ScaleAD is evaluated on two public datasets and an industrial dataset from Huawei Cloud. The framework consistently outperforms state-of-the-art methods in both offline and online settings, demonstrating superior adaptability and efficiency.

Figure 4: Experimental results of online anomaly detection.

ScaleAD maintains robust F1 scores reaching up to 0.990 in fixed log conditions, which confirms its effectiveness in the offline setting. In online scenarios, ScaleAD adapts to evolving log data while maintaining high performance metrics, benefiting from continuous learning via expert feedback.

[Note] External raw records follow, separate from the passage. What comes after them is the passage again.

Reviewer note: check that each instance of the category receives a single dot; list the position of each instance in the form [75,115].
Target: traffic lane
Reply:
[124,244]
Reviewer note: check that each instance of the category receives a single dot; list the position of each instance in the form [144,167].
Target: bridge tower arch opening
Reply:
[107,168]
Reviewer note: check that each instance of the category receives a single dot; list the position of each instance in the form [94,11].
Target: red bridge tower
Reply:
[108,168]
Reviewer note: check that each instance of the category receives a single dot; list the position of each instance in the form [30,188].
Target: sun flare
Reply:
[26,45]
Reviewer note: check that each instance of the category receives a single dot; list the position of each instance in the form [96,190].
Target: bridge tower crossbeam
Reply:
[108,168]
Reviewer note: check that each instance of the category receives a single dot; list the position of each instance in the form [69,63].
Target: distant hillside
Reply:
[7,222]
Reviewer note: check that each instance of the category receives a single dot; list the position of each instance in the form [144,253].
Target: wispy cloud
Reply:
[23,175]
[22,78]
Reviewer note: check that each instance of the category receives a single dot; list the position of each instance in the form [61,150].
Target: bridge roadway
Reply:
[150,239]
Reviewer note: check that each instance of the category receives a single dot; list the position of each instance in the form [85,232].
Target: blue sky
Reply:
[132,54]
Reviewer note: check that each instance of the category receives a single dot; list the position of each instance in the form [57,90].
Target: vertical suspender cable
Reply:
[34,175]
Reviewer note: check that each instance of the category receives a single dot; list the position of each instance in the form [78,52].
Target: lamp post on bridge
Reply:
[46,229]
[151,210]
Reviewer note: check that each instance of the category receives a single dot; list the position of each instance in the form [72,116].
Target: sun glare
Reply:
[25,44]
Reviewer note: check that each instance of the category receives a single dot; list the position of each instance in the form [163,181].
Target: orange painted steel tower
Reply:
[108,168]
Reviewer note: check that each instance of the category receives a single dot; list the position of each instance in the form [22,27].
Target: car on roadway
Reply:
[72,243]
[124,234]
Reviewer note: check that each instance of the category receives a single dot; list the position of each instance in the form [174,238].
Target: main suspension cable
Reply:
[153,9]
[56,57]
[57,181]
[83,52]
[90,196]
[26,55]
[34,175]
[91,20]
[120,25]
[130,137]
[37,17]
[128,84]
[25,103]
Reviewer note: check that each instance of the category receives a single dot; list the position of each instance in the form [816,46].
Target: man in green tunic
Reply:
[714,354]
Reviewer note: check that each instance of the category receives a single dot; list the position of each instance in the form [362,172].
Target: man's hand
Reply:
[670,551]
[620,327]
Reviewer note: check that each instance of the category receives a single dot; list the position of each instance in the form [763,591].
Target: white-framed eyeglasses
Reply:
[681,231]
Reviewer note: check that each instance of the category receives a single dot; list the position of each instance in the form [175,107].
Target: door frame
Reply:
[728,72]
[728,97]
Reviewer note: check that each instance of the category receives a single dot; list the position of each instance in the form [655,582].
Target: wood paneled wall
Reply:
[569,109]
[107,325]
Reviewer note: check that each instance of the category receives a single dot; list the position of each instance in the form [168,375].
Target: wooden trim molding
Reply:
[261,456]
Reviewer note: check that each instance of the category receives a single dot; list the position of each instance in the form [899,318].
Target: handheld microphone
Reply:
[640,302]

Efficiency in Time and Space

ScaleAD exhibits impressive efficiency, being 2 to 10 times faster and using only 5\% to 41\% of memory compared to existing deep learning approaches. Its design facilitates practical deployment by ensuring low resource usage and high processing speed.

Figure 5: Experimental results of time and space efficiency comparison.

This makes ScaleAD a practical solution for real-time anomaly detection in resource-constrained cloud environments.

Conclusion

ScaleAD stands out as an effective, scalable, and adaptive solution for log-based anomaly detection in large-scale cloud systems. Its integration of EVT theory with expert feedback allows for robust performance under varying conditions while minimizing maintenance overhead. The framework addresses critical requirements within cloud environments, promising efficient anomaly detection with minimal resource impact. Future enhancements could explore more sophisticated feedback mechanisms to further improve anomaly detection accuracy and efficiency.